New IETF Group to Tackle TLS Implementation in Applications

The NSA surveillance scandal has created ripples all across the Internet, and the latest one is a new effort from the IETF to change the way that encryption is used in a variety of critical application protocols, including HTTP and SMTP.

The NSA surveillance scandal has created ripples all across the Internet, and the latest one is a new effort from the IETF to change the way that encryption is used in a variety of critical application protocols, including HTTP and SMTP.

The new TLS application working group was formed to help developers and the people who deploy their applications incorporate the encryption protocol correctly. TLS is the successor to SSL and is used to encrypt information in a variety of applications, but is most often encountered by users in their Web browsers. Sites use it to secure their communications with users, and in the wake of the revelations about the ways that the NSA is eavesdropping on email and Web traffic its use has become much more important. The IETF is trying to help ensure that it’s deployed properly, reducing the errors that could make surveillance and other attacks easier.

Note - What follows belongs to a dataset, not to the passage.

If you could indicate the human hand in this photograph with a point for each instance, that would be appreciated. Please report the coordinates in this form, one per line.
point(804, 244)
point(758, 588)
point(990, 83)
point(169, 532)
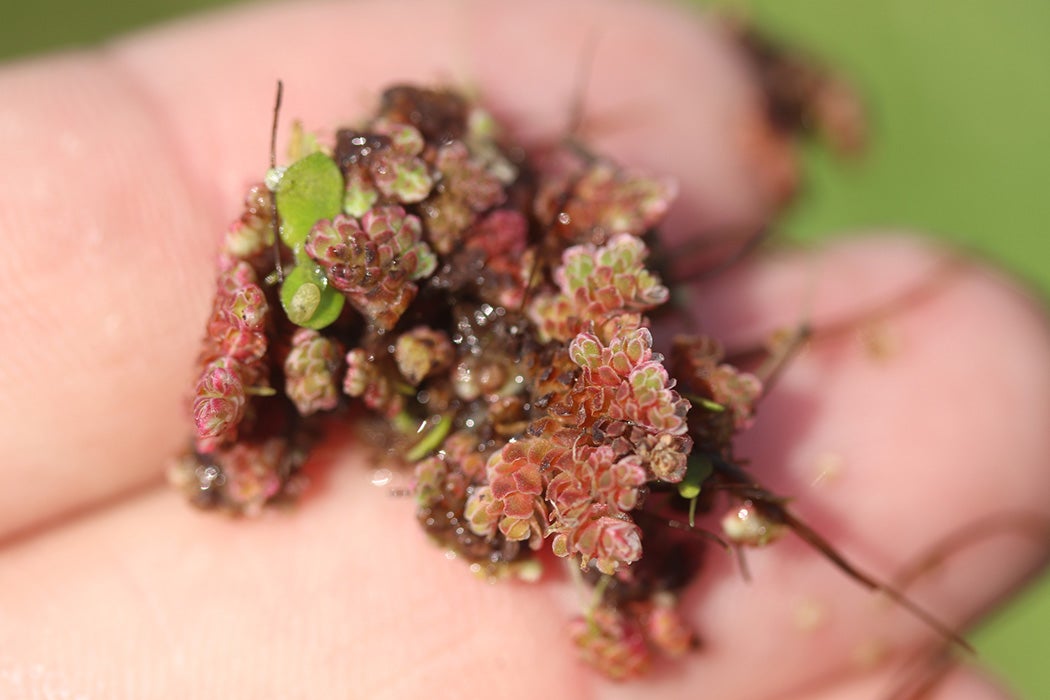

“There is a renewed and urgent interest in the IETF to increase the security of transmissions over the Internet. Many application protocols have defined methods for using TLS to authenticate the server (and sometimes the client), and to encrypt the connection between the client and server. However, there is a diversity of definitions and requirements, and that diversity has caused confusion for application developers and also has led to lack of interoperability or lack of deployment. Implementers and deployers are faced with multiple security issues in real-world usage of TLS, which currently does not preclude insecure ciphers and modes of operation,” the description in the working group’s charter says.

There have been a number of attacks developed against SSL and TLS in recent years, and there have been reports that the NSA has some unspecified capabilities to defeat SSL, as well. On the Web, there are plenty of ways that encryption can be implemented incorrectly by site owners, but the Web isn’t the only focus of the new working group. The group also will consider ways to improve the usage of TLS in other applications, specifically email.

As part of its work, the group plans to update the definition for using TLS to communicate with proxies, as well as sever-to-server traffic and peer-to-peer traffic. The working group also plans to develop a set of best practices for using TLS, which may include the usage of forward secrecy and which versions of TLS developers should implement.

“The initial set of representative application protocols is SMTP, POP, IMAP,XMPP, and HTTP 1.1. It is expected that other protocols that use TLS might later be updated using the guidelines from this WG, and that those updates will happen through other WGs or through individual submissions. The WG will make the fewest changes needed to achieve good interoperable security for the applications using TLS,” the group’s charter says.